Vader is mij komen halen, want thuis zitten twee rare soldaten. Zij zijn vies en steken in verhakkelde kleren, half uniform, half werkmanspak, ELSSCHOT 1960, 625.
Hij leek meer een vogelschrik dan een koning: ze hadden hem, ten teken van macht, een verhakkelden purpermantel omgehangen, waar zijn voeten in struikelden, VERMEYLEN 1962, 29.
2. Van lichaamsdelen, de huid e.d.: open gehaald, geschramd; verwond.
De Mug echter moet met die verhakkelde neus lopen, blauw-zwart als een schalie. Daar zit nog een stuksken glas in, OP DE BEECK 1947, 84.
3. Van papier e.d.: verkreukeld, verfrommeld; - vand. ook van auto’s e.d.: vol deuken; gedeukt, gehavend; soms bep.: vernield, verwoest.
’t Was daar eigenlijk de rommelkamer van de school. Tegen de muur een verhakkelde landkaart vol inktvlekken, een oud ingelijst portret van Leopold I, op de vloer hele hopen verfomfaaide schoolboeken, CLAES 1955, 185.
Op het erf zag ik een vreemde wagen onder de mangoboom staan, een nogal verhakkelde Oldsmobile cabriolet ’57 met een nummerplaat van Frans Equatoriaal Afrika, GEERAERTS 1977, 104.
De totaal verhakkelde wagen van de Turkse arbeider K… . De wagen ging op de Oudenaardsesteenweg
aan het slippen en reed tegen een paal te pletter, Centenaar 14/4/1977.

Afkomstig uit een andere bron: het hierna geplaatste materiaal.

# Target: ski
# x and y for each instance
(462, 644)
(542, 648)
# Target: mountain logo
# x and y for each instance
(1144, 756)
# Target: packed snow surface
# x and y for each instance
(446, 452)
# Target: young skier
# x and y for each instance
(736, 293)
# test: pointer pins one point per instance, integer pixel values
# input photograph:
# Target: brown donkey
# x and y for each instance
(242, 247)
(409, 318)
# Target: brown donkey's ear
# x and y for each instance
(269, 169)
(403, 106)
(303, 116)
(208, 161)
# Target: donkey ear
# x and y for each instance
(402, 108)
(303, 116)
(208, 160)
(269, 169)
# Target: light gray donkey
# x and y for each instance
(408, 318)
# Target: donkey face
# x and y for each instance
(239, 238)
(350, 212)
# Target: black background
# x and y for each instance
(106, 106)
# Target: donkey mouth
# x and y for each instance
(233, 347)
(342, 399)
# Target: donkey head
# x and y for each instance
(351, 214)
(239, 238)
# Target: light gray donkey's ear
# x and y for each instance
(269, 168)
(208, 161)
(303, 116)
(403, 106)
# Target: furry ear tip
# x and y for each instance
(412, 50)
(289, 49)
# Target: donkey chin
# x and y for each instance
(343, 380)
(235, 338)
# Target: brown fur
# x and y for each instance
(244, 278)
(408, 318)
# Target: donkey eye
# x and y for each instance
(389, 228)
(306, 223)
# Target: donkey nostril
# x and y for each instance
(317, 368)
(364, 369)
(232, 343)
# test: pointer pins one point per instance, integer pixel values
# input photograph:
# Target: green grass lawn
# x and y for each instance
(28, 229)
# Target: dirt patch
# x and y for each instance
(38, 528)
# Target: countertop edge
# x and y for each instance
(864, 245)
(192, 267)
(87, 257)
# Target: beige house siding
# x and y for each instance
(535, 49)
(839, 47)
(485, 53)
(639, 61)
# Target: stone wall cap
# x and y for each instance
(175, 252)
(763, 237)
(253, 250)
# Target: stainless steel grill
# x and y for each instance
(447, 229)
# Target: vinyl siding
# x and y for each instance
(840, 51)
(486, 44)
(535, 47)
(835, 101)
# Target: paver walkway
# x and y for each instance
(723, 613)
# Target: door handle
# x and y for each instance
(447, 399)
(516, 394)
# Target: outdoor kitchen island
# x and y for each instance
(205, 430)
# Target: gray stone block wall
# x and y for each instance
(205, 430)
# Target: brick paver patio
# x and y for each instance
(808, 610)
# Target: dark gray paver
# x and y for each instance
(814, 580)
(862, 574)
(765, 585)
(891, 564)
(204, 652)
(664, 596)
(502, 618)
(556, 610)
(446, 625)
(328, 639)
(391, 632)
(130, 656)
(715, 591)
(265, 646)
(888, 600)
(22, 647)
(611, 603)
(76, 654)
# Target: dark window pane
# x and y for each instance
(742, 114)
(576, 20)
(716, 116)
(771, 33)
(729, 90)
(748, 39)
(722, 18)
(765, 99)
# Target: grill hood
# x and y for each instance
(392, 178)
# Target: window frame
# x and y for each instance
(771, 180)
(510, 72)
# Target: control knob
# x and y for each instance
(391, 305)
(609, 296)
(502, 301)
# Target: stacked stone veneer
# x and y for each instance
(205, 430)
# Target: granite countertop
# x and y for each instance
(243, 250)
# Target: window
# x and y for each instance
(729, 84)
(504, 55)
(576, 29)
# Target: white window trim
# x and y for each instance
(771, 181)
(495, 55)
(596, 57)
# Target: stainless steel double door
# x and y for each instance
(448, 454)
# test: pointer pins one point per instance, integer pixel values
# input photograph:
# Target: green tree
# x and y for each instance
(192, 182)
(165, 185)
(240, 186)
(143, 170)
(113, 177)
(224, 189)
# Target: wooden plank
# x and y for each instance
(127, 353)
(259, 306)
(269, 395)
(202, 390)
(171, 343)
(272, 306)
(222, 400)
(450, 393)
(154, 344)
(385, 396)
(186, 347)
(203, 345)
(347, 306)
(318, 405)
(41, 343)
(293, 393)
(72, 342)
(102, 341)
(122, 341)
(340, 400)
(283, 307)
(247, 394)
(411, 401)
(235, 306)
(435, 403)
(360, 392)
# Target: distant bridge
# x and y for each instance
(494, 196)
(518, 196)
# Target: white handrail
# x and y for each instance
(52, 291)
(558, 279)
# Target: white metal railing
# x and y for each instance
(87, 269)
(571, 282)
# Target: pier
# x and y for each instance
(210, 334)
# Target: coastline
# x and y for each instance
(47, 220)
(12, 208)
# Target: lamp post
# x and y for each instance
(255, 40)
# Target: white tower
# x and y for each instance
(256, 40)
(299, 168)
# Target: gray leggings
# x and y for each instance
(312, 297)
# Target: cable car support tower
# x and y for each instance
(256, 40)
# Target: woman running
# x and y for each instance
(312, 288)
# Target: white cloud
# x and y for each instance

De kleine personenwagen van C. T. werd geheel verhakkeld naast de baan geslingerd, Gazet v. Antw. 21/4/1977.
De brandweer van Oudenaarde moest helpen om de zwaargewonde D. uit zijn verhakkeld voertuig te bevrijden, Gentenaar 9/5/1977.
4. Van pers.: in lompen gehuld, haveloos; ook: lichamelijk gebrekkig, toegetakeld, gehavend; - in de sportt. ook van een team: gehavend, verzwakt (door het ontbreken van bep. spelers).
Nog geen volle maand daarna waren ze al terug, verhongerd haast, verhakkeld en verarmd, en vooral verdwaasd om hun ontdekking dat in de nieuw ontstane wereld geen plaats meer was voor vogelvrijen, BOON 1961, 209.
Struise zwarte kerels in schaapsvachten, vrouwen en kinderen in bonte en grauw-verschoten lorren en vodden, heel een stam van verhakkelde baanketsers die er uitzagen als koningen, zij lagen daar hun maal te gebruiken rondom de vuren, VERMEYLEN 1962, 72.
Zijn solo over meer dan drie volle ronden, waarin hij de resten van een verhakkeld groepje van overlevenden reduceerde tot figuranten, was het beste wat Yvoir ooit aan wielersport heeft te zien gekregen, Gazet v. Antw. 27/6/1977.
Met dat al en het inkomen van Tolsa voor Mallants was Beerschot een verhakkeld team, dat de wet diende te ondergaan van een moedig en zeker niet stuntelig spelend Aalst, Gazet v. Antw. 8/8/1977.